This repository presents a flexible and modular framework for semantic segmentation using various transformer-based, convolutional and hybrid backbones. It supports multiple attention mechanisms, decoder designs, loss functions, and real-world datasets (urban and off-road), enabling thorough experimentation and benchmarking.
Introduction and Goals · Project Structure · Architecture Details · Datasets · Installation and Usage · Model Attributes Overview · Results · Contribution · License
Semantic segmentation is a core task for autonomous vehicle perception systems.

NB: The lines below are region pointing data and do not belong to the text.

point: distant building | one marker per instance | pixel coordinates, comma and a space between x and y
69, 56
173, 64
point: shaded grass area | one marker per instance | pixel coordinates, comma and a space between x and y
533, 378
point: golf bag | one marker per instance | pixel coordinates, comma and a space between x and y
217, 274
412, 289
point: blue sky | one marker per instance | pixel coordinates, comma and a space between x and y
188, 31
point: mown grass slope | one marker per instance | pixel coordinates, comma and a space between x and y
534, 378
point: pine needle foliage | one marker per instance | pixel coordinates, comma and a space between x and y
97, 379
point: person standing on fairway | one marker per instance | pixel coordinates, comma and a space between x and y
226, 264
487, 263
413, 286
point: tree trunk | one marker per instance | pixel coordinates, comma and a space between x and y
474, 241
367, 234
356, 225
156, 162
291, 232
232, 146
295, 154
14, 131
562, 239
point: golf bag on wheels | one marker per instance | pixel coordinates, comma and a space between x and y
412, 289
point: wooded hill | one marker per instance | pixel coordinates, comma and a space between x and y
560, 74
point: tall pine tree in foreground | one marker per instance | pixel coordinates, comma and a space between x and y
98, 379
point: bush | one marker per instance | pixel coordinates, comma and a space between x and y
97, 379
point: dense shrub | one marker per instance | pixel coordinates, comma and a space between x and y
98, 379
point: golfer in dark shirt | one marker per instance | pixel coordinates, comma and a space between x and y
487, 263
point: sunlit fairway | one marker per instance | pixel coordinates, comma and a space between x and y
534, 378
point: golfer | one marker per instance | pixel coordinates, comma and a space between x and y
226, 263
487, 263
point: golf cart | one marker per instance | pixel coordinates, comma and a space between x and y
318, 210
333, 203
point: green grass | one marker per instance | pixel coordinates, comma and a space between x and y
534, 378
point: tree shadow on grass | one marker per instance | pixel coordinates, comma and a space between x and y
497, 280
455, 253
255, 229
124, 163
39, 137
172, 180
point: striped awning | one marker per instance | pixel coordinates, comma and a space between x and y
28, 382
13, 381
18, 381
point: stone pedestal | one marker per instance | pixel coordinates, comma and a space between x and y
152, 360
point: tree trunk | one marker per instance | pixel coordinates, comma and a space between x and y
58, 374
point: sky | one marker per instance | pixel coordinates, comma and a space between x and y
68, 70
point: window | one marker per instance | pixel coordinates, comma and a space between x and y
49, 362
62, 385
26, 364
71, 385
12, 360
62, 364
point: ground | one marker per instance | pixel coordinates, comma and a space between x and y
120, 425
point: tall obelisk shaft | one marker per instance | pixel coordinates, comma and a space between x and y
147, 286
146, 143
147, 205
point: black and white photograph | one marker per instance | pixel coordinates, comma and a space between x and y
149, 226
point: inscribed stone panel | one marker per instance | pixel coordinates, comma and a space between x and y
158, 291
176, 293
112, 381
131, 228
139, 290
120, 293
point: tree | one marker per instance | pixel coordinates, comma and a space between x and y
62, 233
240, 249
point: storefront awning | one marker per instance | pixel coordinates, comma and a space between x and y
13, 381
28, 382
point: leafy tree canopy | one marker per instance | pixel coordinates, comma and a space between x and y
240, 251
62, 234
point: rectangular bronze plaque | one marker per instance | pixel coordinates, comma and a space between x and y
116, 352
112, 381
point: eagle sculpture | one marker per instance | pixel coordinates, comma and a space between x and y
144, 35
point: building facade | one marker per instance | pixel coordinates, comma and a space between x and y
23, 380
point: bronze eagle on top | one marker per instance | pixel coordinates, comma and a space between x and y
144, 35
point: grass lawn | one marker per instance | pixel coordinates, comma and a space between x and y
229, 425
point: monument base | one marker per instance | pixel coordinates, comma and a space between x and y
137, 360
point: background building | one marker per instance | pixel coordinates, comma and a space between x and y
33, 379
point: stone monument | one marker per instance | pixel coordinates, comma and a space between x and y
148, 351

In real-world applications, the ability to understand and classify each region of an image is crucial for safe and autonomous navigation, especially in unstructured environments.
In off-road scenarios, perception systems must deal with:
🔹 Irregular terrains and unstructured surfaces (mud, grass, rubble).
🔹 Ambiguous class boundaries and visual noise.
🔹 High intra-class variability and illumination changes.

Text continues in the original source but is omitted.